The 21 senators he named include names you would expect, but also some surprises, like Sen. John Cornyn (Texas), Sen. Rick Scott (Fla.), and Senate Majority Whip John Thune (S.D.). The other 18 GOP senators are Rob Portman (Ohio), Lamar Alexander (Tenn.), Ben Sasse (Neb.), Roy Blunt (Mo.), Susan Collins (Maine), Lisa Murkowski (Alaska), Mitt Romney (Utah), Mike Braun (Ind.), Todd Young (Ind.), Tim Scott (S.D.), Marco Rubio (Fla.), Chuck Grassley (Iowa), Richard Burr (N.C.), Pat Toomey (Pa.), Martha McSally (Ariz.), Jerry Moran (Kansas), Pat Roberts (Kansas), and Richard Shelby (Ala.).
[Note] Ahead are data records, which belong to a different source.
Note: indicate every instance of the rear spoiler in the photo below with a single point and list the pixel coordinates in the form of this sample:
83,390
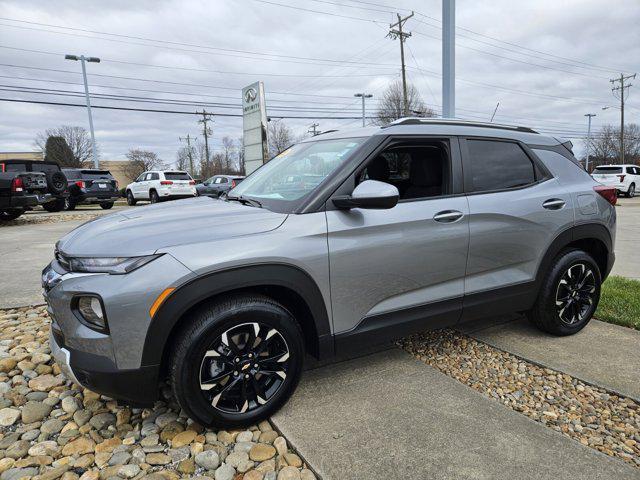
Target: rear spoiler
568,144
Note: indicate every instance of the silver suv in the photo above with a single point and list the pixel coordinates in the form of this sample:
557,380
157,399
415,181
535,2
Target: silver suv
343,241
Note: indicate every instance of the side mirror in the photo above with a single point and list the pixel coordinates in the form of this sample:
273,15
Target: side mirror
370,194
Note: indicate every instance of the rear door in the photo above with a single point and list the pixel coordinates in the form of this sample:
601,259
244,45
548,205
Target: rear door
516,209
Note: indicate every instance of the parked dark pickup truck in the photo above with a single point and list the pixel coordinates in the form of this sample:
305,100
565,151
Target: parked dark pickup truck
22,190
56,182
90,186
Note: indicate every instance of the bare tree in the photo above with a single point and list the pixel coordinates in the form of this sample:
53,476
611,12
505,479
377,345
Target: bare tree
391,106
77,139
141,161
280,137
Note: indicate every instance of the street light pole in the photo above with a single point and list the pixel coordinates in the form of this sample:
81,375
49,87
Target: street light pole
84,59
589,116
363,96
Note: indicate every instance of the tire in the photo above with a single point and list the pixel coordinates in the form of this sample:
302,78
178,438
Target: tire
236,317
56,182
131,200
8,215
55,206
559,311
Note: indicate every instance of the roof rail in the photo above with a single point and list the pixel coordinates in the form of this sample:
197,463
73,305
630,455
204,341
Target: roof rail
454,121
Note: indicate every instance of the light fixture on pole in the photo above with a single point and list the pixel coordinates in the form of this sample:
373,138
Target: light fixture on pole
589,116
84,59
363,96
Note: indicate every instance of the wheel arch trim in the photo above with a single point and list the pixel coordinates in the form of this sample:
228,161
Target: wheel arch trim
583,231
199,289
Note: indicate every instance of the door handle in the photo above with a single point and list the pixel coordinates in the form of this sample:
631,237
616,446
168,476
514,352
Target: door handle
554,204
448,216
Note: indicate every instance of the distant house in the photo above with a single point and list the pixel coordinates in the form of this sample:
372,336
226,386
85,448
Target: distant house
35,155
117,169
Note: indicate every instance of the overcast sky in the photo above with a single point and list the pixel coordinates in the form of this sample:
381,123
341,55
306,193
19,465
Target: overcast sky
547,62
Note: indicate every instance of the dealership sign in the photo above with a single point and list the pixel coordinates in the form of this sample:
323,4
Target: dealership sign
254,127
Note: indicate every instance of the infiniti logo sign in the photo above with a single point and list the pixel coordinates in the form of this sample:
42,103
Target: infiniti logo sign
250,95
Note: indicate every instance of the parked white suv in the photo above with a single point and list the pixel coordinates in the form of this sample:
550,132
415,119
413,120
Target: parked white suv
158,185
625,178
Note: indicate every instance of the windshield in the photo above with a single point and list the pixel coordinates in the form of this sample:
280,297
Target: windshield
605,170
292,175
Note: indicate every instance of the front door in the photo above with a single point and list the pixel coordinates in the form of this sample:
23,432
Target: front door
402,269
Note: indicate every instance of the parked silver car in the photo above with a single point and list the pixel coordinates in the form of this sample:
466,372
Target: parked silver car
344,241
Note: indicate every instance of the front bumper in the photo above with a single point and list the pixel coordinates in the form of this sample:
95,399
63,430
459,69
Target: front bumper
138,387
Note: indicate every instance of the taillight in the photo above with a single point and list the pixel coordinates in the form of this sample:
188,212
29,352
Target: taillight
608,193
17,185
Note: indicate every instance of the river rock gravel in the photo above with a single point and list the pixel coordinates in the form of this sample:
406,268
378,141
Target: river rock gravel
590,415
52,429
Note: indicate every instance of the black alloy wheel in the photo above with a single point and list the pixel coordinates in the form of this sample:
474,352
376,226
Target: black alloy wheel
236,360
244,367
575,296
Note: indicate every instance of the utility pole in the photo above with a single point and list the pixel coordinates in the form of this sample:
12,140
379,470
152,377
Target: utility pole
398,33
620,90
313,129
448,58
188,139
83,59
363,96
494,112
586,163
206,131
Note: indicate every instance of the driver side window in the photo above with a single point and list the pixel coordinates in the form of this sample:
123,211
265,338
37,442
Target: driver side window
417,170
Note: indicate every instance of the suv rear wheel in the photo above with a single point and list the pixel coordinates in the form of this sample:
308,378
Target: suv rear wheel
569,294
237,361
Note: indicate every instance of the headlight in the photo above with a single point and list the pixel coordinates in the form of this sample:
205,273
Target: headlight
113,265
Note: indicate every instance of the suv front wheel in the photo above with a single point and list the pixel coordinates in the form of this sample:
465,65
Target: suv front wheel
237,361
569,294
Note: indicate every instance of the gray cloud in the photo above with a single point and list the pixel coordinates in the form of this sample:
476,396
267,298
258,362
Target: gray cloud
591,31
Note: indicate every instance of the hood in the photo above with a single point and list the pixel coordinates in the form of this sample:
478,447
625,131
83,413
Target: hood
143,230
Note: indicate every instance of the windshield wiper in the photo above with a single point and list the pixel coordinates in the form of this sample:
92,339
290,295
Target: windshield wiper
245,201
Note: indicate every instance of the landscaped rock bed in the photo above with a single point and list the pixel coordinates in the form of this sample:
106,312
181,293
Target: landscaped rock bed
51,428
591,415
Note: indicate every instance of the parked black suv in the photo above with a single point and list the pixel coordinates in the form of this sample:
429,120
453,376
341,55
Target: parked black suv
90,186
56,182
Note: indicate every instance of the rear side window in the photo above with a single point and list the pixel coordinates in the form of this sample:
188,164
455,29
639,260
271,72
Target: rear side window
607,170
499,165
177,176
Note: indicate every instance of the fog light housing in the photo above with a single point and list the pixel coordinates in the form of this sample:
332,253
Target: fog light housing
91,312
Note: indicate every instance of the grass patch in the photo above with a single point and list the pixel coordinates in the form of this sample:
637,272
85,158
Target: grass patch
620,302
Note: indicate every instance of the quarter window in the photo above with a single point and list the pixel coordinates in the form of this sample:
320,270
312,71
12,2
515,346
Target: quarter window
499,165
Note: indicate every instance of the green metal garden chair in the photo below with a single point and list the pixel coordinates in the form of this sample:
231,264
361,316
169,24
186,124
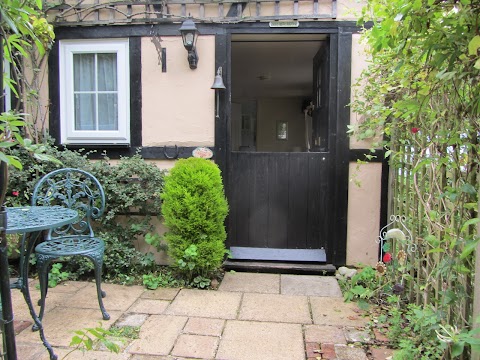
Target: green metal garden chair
79,190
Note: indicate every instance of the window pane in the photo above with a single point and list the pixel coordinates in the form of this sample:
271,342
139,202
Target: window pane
85,112
107,72
107,112
84,72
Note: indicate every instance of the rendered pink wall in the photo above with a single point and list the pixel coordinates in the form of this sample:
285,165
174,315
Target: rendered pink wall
178,105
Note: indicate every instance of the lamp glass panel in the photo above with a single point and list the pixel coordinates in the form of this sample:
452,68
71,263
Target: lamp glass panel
189,37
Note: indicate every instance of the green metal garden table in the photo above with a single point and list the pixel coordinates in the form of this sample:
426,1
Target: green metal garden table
32,221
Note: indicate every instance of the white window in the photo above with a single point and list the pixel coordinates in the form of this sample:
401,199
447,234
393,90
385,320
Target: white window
94,91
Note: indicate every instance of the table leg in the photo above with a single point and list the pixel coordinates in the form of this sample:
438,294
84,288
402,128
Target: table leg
30,244
6,317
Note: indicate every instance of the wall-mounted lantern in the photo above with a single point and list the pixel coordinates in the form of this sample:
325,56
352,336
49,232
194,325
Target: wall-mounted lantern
217,86
189,36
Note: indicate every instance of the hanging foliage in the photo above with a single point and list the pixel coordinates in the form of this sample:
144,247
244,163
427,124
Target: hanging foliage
419,99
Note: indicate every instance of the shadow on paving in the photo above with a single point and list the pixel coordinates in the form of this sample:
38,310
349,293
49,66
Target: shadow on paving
251,316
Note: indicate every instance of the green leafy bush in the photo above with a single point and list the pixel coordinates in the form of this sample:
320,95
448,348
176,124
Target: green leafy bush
194,209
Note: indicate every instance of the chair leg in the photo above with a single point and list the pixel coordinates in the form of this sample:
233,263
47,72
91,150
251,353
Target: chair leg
43,263
97,260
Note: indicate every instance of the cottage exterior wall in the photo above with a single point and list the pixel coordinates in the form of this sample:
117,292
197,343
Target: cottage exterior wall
178,108
178,105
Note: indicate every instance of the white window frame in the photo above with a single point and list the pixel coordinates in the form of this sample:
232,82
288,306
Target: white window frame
68,134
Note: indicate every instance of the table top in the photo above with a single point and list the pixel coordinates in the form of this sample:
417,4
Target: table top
38,218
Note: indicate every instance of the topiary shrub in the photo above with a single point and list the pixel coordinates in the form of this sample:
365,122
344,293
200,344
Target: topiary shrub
194,209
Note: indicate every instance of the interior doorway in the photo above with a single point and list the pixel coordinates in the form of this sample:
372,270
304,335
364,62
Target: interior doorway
280,164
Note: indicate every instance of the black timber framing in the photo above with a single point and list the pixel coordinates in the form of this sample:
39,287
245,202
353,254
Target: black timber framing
340,30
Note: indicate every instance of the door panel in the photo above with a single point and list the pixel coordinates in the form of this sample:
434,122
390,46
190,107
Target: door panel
280,200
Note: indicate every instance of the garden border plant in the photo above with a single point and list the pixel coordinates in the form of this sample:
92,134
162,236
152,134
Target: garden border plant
131,185
194,210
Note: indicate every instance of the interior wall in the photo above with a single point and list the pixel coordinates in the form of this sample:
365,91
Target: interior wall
178,106
364,197
270,111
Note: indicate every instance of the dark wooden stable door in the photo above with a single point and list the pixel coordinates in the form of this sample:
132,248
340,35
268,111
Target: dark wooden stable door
280,202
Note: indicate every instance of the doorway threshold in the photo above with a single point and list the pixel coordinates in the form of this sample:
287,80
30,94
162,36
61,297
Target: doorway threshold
279,267
272,254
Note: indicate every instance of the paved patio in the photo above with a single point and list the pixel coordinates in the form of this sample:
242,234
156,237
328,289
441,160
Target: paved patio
251,316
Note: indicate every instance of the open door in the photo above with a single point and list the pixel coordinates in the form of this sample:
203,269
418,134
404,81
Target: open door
320,119
281,191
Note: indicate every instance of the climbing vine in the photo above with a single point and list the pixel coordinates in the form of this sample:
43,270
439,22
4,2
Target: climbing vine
419,99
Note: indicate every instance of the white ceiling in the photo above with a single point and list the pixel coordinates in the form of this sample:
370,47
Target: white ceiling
273,65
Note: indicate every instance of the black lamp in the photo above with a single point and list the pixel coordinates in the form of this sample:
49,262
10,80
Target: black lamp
217,86
189,36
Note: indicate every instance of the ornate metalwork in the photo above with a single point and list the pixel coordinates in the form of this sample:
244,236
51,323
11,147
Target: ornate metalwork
397,230
396,244
81,192
109,12
31,221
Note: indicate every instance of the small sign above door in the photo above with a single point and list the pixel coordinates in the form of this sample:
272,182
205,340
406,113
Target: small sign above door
202,152
284,23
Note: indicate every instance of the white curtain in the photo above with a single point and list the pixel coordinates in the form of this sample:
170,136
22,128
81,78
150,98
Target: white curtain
95,91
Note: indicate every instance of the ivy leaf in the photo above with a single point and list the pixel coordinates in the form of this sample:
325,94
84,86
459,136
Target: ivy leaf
469,248
473,45
469,223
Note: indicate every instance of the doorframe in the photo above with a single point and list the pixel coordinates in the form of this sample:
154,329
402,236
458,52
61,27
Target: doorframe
341,49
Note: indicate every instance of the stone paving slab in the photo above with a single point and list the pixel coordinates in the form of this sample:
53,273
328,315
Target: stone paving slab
275,308
344,352
336,312
31,351
60,323
20,310
210,304
118,297
204,326
185,324
248,340
251,283
131,320
149,306
89,355
158,335
160,294
310,285
381,353
196,346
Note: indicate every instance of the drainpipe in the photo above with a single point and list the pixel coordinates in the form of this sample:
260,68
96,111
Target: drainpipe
6,300
476,284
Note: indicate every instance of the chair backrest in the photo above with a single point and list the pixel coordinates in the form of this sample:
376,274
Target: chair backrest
74,189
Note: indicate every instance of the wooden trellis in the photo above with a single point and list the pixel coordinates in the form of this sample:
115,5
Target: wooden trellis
97,12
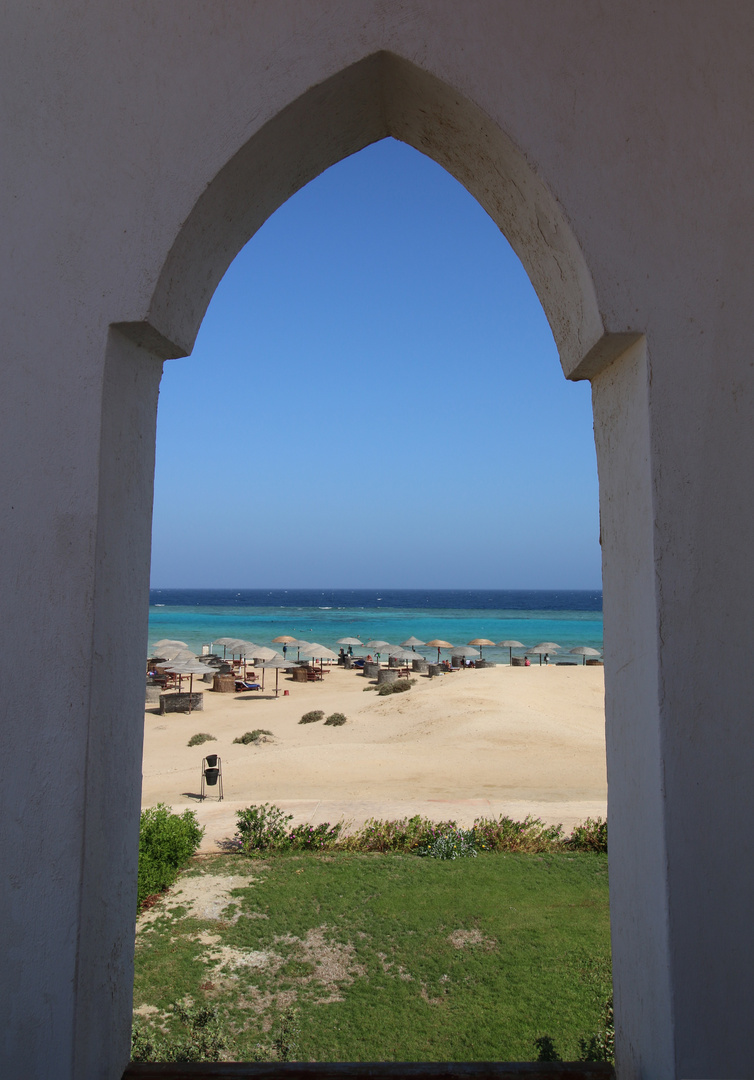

There are, however, Republican senators willing to make public stands when it comes to Trump. We know that Sen. Romney has been publicly vocal about Trump for quite some time, including breaking from his party and voting to convict the President on one of two charges, abuse of power. He was not hesitant about publicly claiming that the President needed to be removed from office. Along with Romney, a few Republican senators have been willing to publicly criticize Trump for his post-election shenanigans:
Sens. Susan Collins of Maine, Mitt Romney of Utah and Ben Sasse of Nebraska, each of whom has been critical of Trump in the past, were the only Republicans to tackle the president’s actions head-on.
“There is a right way and a wrong way for the incumbent President to pursue his rights to contest what he perceives as election irregularities,” Collins said in a statement. “The right way is to compile the evidence and mount legal challenges in our courts. The wrong way is to attempt to pressure state election officials.”
She added, “The states should proceed to certify their election results as scheduled.”
Romney, in comments late Thursday, was harsher.
“Having failed to make even a plausible case of widespread fraud or conspiracy before any court of law, the President has now resorted to overt pressure on state and local officials to subvert the will of the people and overturn the election,” he said. “It is difficult to imagine a worse, more undemocratic action by a sitting American President.”
Trump, perhaps illustrating why Republicans fear his wrath, fired back in a tweet that Romney is a “RINO” — a Republican in name only — who got “slaughter[ed]” by Barack Obama.
Sasse said in a detailed statement that whenever Trump’s lawyers have had a chance to allege voter fraud in court, they have backed down “because there are legal consequences for lying to judges.” The senator singled out a Thursday news conference by Trump lawyer Rudolph W. Giuliani, calling it a farce that provided no evidence of electoral malfeasance.
A few other senators have now publicly acknowledged Joe Biden as the President-elect, and encouraged President Trump to stop undermining democracy with a “pressure campaign” to change the election it o outcome:
— Senator Pat Toomey (@SenToomey) November 22, 2020
— Sen. Lisa Murkowski (@lisamurkowski) November 22, 2020
There is no doubt that the vast majority of the senators who have chosen to remain silent have done so to protect their political futures. Self-preservation is a top priority. They are far less concerned with the undermining of U.S. elections than they are about positioning themselves for a re-election win when the time comes. Especially those in tough districts. But what does it say about an elected official who chooses to ignore a sitting President of the United States’ Herculean efforts to undermine our democracy, and harm the electoral system while constantly – and falsely – asserting that the election was “rigged” and that Biden could have only won through illegitimate means? If these elected officials cannot make a public stand against something as unprecedented and important as a sitting president waging a losing battle over an election outcome by making baseless claims of fraud and having them repeatedly rejected by the courts, why would voters trust them to stand up for, well, anything that concerns them?
After all, the futile efforts by our deluded President are not without likely long-term impacts on future elections:
Justin Levitt, a Loyola Law School professor who specializes in election law, called the Trump lawsuits dangerous.
“It is a sideshow, but it’s a harmful sideshow,” Levitt said. “It’s a toxic sideshow. The continuing baseless, evidence-free claims of alternative facts are actually having an effect on a substantial number of Americans. They are creating the conditions for elections not to work in the future.”